Men and women answered the same number of problems correctly under both compensation systems. But when allowed to choose compensation rates for the third task, 75 percent of the men chose tournament compensation while only 35 percent of the women did so.

What is particularly interesting is that even high ability women are less likely to chose the competitive tournament than men. Of course, it is also possible that the reason men are more likely to select the competitive tournament is that they feel more confident in their abilities than they reasonably should. This was hinted at in the research where men were more likely to believe they had won the tournament. Another explanation is that women are more risk averse. Definitely something to keep in mind when discussing social policy in regards to such things as the number of women in top management positions as well as academia.
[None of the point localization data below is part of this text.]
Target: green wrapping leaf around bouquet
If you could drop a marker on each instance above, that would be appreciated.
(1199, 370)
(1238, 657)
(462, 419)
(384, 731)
FILED UNDER: Economics and Business, ,
Steve Verdon
About Steve Verdon
Steve has a B.A. in Economics from the University of California, Los Angeles and attended graduate school at The George Washington University, leaving school shortly before staring work on his dissertation when his first child was born. He works in the energy industry and prior to that worked at the Bureau of Labor Statistics in the Division of Price Index and Number Research. He joined the staff at OTB in November 2004.


  1. RA says:

    This is obviously male bullying and sexist. Head to head competition is a sexist ploy to disenfranchise women. LOL

  2. Stuff like this is always interesting, because it provides a window not only into whatever phenomenon is being studied, but also into the attitudes of the people who read the research and comment on it.

    sarcasm on>
    After all, what if men and women are really (gasp) wired differently? That COULDN’T be correct, so there must be a flaw in the research design.

  3. Steven L. says:

    Would the same hold true at $50 in place of $.50, I wonder? It is easy to take risks over $2.00; it might be less easy at $200, much less $2,000.

  4. Steve Verdon says:


    Interesting point, but it is $2 per right answer, so the amounts could be as high as $200.

  5. Sissy Willis says:

    Risk aversion rings true in the evolutionary sense of offspring-bearing female vs. wild-oat-sowing male. He has less to lose and so is “wired” to take more chances.

  6. Steve Verdon says:


    As a huge fan of evolutionary theory and its impact on economics this makes quite a bit of sense to me.